The January weather hovered around 15 degrees, and they saw a local man go past them and knock on the locked doors. He was immediately let in by a woman who they’d later find out was the co-athletic director of the school. “After she opened the doors, she spoke very clearly as to why we were standing outside.” Elsworth Goes Ahead said. “She stated, ’We don’t have any workers here yet. We’re only letting the white people in.’”
And the door was shut.
What the woman had told them would plague the group for the rest of their evening and beyond. “I was carrying the tremendous weight of this on my shoulders,” Elsworth, a Marine Corps veteran, said. “I can’t tell you how much that statement was weighing on me. It constantly consumed my thoughts with sadness and anger.”
By coincidence, Meg Singer (Diné), the American Civil Liberties Union of Montana’s new Indigenous Justice Outreach Coordinator, arrived to Goes Ahead’s hometown of Pryor, Montana four days later to introduce herself to the tribe in a community meeting. Goes Ahead said he didn’t know much about the ACLU, but when he saw others from his tribe opening up to tell their stories of Native American discrimination and racial injustice, he felt compelled to tell his story to Singer. Then something positive inside him began to happen.
“I felt that weight that was constantly holding me down, getting lighter and lighter,” he said. “I feel so thankful for that.”
It’s Singer’s job to travel across the state and help Natives become more aware of their rights. While stories like Goes Ahead’s are, unfortunately, all too common, Singer said for some people, just being able to talk about experiences can be uplifting.
“There is something super powerful that comes from hearing people’s stories,” Singer said. “After I hear people’s stories, I tell people they aren’t alone, and that gives them a lot of comfort.”

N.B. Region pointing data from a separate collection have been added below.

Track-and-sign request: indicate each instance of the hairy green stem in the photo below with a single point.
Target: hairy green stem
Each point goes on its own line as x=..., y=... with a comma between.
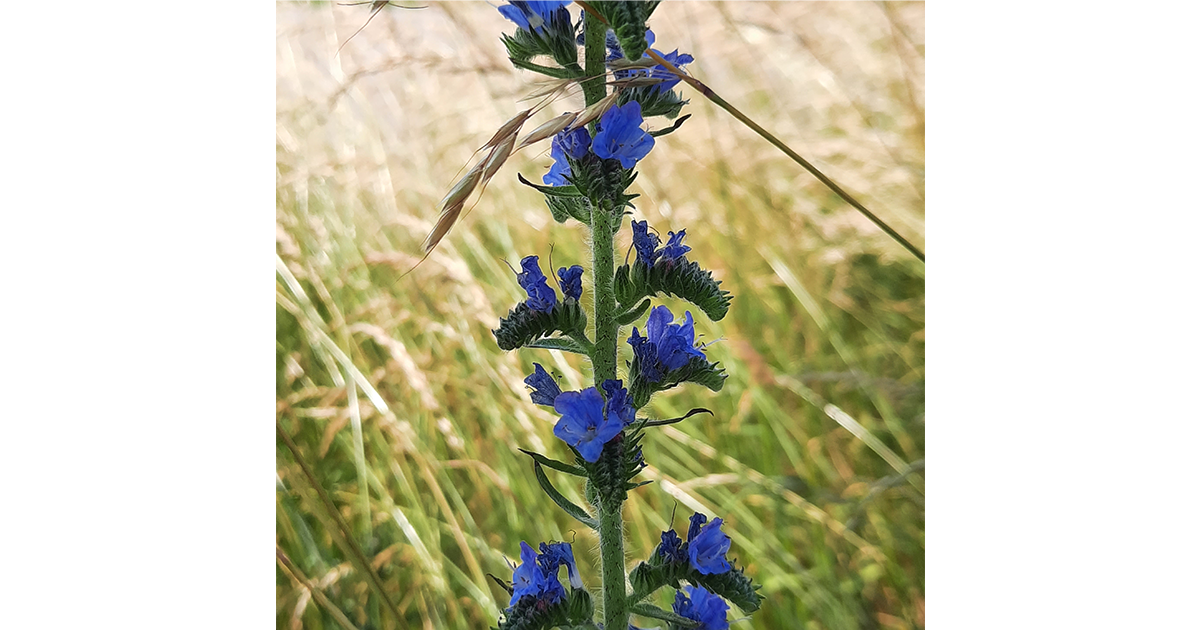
x=604, y=354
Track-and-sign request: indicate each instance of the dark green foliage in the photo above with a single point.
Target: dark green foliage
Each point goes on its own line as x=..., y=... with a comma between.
x=697, y=371
x=603, y=181
x=655, y=102
x=525, y=325
x=681, y=277
x=628, y=19
x=733, y=585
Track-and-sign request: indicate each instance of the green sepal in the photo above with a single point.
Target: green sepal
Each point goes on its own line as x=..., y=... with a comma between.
x=697, y=371
x=563, y=208
x=654, y=612
x=525, y=325
x=561, y=343
x=563, y=467
x=579, y=606
x=563, y=502
x=551, y=191
x=654, y=102
x=732, y=585
x=679, y=277
x=633, y=315
x=659, y=133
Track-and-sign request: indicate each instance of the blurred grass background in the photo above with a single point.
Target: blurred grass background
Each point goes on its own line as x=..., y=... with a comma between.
x=421, y=459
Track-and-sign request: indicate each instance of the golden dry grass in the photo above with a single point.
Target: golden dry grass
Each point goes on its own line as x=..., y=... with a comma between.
x=823, y=312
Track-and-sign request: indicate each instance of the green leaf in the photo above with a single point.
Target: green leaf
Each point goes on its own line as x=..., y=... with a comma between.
x=553, y=191
x=679, y=277
x=659, y=133
x=563, y=502
x=563, y=467
x=563, y=208
x=673, y=420
x=654, y=612
x=633, y=315
x=559, y=343
x=525, y=325
x=697, y=371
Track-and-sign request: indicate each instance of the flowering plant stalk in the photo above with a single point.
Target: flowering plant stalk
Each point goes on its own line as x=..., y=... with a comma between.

Goes Ahead was curious to know if his rights had been violated. “I said, ‘Seriously, your rights wereviolated. That is against the law!’” Singer said. Title II of the 1964 Civil Rights Act (Public Accommodations) says all people are entitled to equal enjoyment of facilities open to the public “without discrimination on the ground of race, color, religion, or national origin.”

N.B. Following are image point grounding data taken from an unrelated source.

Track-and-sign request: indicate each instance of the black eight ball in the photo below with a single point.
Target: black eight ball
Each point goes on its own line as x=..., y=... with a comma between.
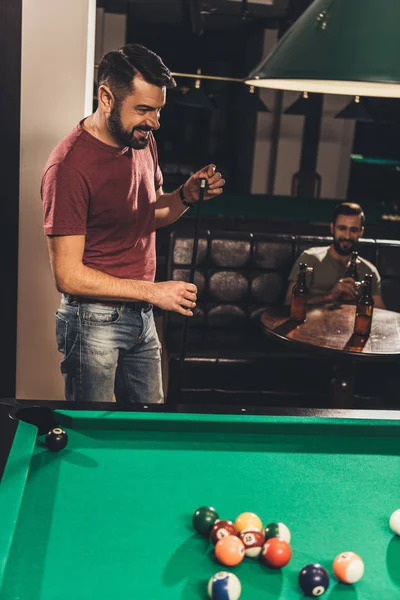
x=314, y=580
x=56, y=439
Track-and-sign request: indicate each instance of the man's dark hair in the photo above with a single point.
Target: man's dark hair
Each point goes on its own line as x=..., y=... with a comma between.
x=118, y=68
x=348, y=208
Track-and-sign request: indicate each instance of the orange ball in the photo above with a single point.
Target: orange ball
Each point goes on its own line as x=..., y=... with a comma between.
x=276, y=553
x=229, y=550
x=248, y=521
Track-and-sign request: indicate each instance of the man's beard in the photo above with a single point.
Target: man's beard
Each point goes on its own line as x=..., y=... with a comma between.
x=344, y=251
x=121, y=135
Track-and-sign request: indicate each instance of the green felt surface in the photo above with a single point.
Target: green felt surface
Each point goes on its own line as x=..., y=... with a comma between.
x=313, y=210
x=110, y=516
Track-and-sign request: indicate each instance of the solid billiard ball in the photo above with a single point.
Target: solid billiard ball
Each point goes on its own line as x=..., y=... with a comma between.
x=313, y=580
x=229, y=550
x=224, y=586
x=248, y=521
x=395, y=522
x=277, y=530
x=56, y=439
x=253, y=541
x=276, y=553
x=204, y=518
x=221, y=529
x=348, y=567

The ACLU and Goes Ahead wrote a wrote a demand letter to the Reed Point School District asking for a response to his racial discrimination allegations.
“Knowing your rights is a sacred thing for us. Something happens to us when our rights are infringed,” Singer explained. “People don’t feel right. They don’t know what to do, and they’re angry.”
In a press release in response to the allegations, Superintendent Mike Ehinger said he wanted to make it clear that they strongly condemn racism and discrimination in any form. “However, I do not believe my staff member said that,” he said.
Ehinger explained that normally they open the doors about an hour before game time after they had time to set up. Some spectators had shown up earlier that day, and it was actually a bus driver that they had let in.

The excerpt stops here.